Sodium Intake Risk Assessment of Some Bouillon Cubes and Adoption of the WHO Sodium Benchmark in Nigeria
Christopher Fregene*
Department of Medical Biochemistry, University of Abuja, Abuja, Nigeria
Submission: October 03, 2024;Published: October 15, 2024
*Corresponding author: Christopher Fregene, Department of Medical Biochemistry, University of Abuja, Abuja, Nigeria, Email: chrisfregene@gmail.com
How to cite this article:Christopher F. Sodium Intake Risk Assessment of Some Bouillon Cubes and Adoption of the WHO Sodium Benchmark in Nigeria Nutri Food Sci Int J. 2024. 13(3): 555864.DOI: 10.19080/NFSIJ.2024.13.555864.
Abstract
Background: The World Health Organization has developed global benchmarks for sodium levels in foods across different food categories and subcategories including the subcategory description of Bouillon cubes. Nigeria is yet to establish sodium benchmarks across food categories. High sodium intakes, which correlate with high blood pressure, are responsible for 3 million of the estimated 11 million deaths globally associated with poor diet. Studies have showed that bouillon cubes contribute significantly to total dietary sodium intake in Nigeria. Concerns have been raised about the potential impact of the consumption of bouillon cubes on the risk of high blood pressure in Nigeria and adopting the WHO global sodium benchmark for bouillon cubes on dietary sodium intake in Nigeria.

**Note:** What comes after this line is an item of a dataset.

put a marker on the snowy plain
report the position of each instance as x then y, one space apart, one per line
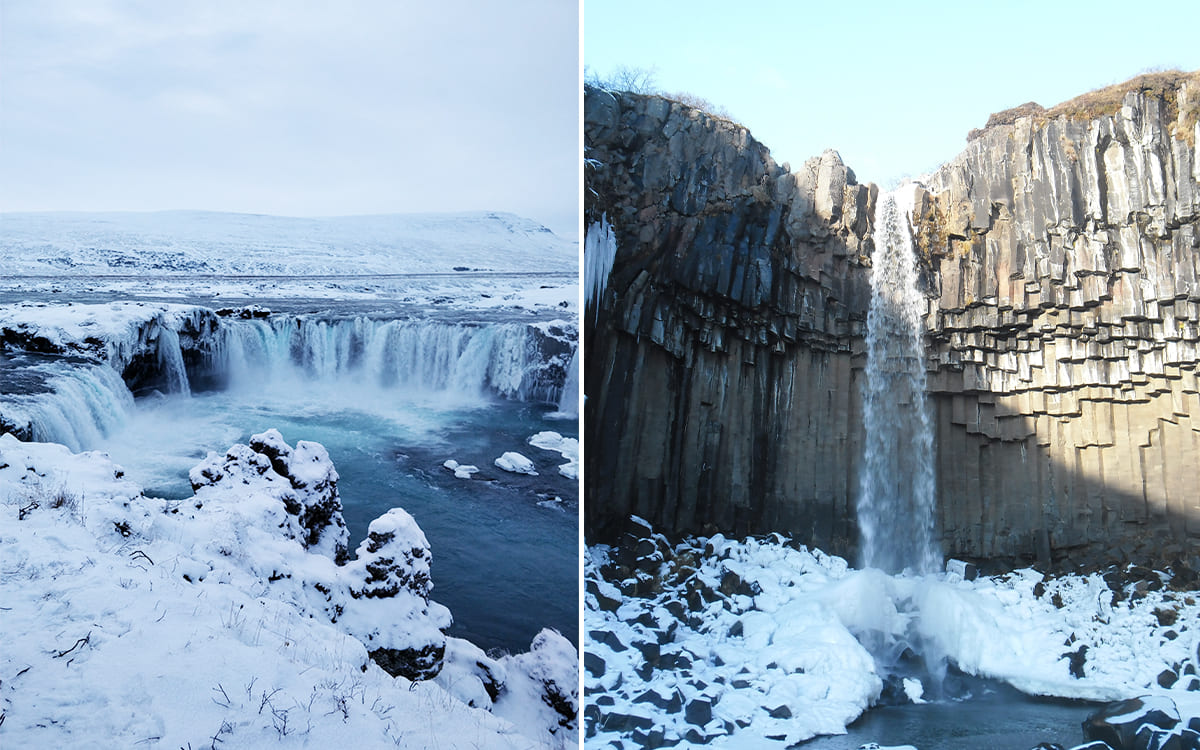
125 624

Aim: To assess the potential impact on risk of high blood pressure and dietary sodium intake in Nigeria of consumption of bouillon cubes and whether adopting the WHO global sodium benchmark is needed.
Methods: The level of sodium in bouillon cubes in Nigeria was estimated from on-pack sodium data and consumption from the GEMS/Food Cluster Diets. These calculations were done to estimate dietary sodium intake from bouillon cubes using the method stipulated in the Codex Food Safety Risk Analysis Manual. Comparison of the estimated dietary intake was made with the Nutrient Reference Value - Noncommunicable Disease (NRV-NCD) for Sodium from Codex Guidelines on Nutrition Labelling. Also, a comparison of the estimated sodium content in bouillon cubes was made with the WHO global sodium benchmark for sodium in the cubes.

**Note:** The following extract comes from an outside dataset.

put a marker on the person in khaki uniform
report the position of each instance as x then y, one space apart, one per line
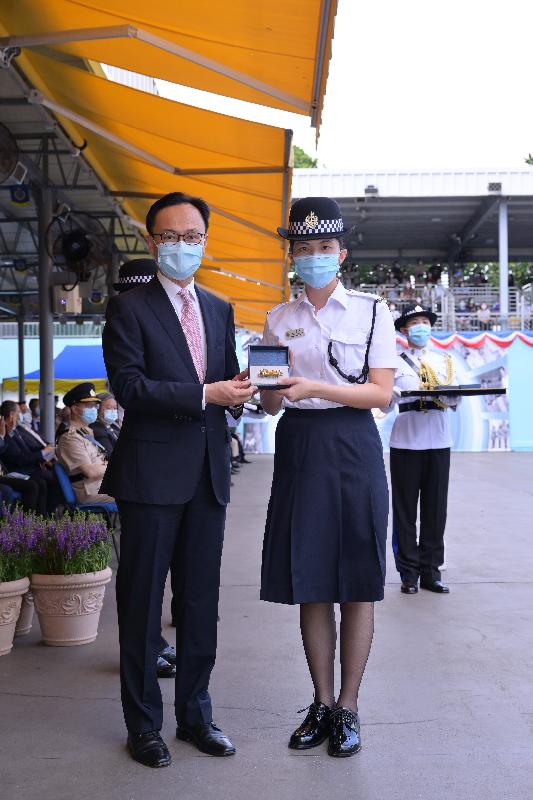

Results: The estimated dietary sodium intake from bouillon cubes was 1.1 g/kg body weight/day for a lifetime and 55% of the NRV-NCD for sodium without national benchmark. The estimated contribution of bouillon to overall mean sodium intake per day, which was estimated to be 4 g in 2018 by the Nigerian Government, is about 29%. The estimated dietary sodium intake if the WHO benchmark was adopted was 0.7 g/kg body weight/day for a lifetime and 35% of the NRV-NCD for sodium. Sodium content of bouillon cubes in Nigeria ranges from 24.3 to 20.6 g per 100 g with an average content of 22.8 g per 100 g.
Conclusion: Consumption of bouillon cubes in Nigeria poses a significant risk of excessive sodium intake, high blood pressure and the adoption of the WHO global sodium benchmark may contribute to reducing dietary sodium intake from bouillon cubes and the associated risk.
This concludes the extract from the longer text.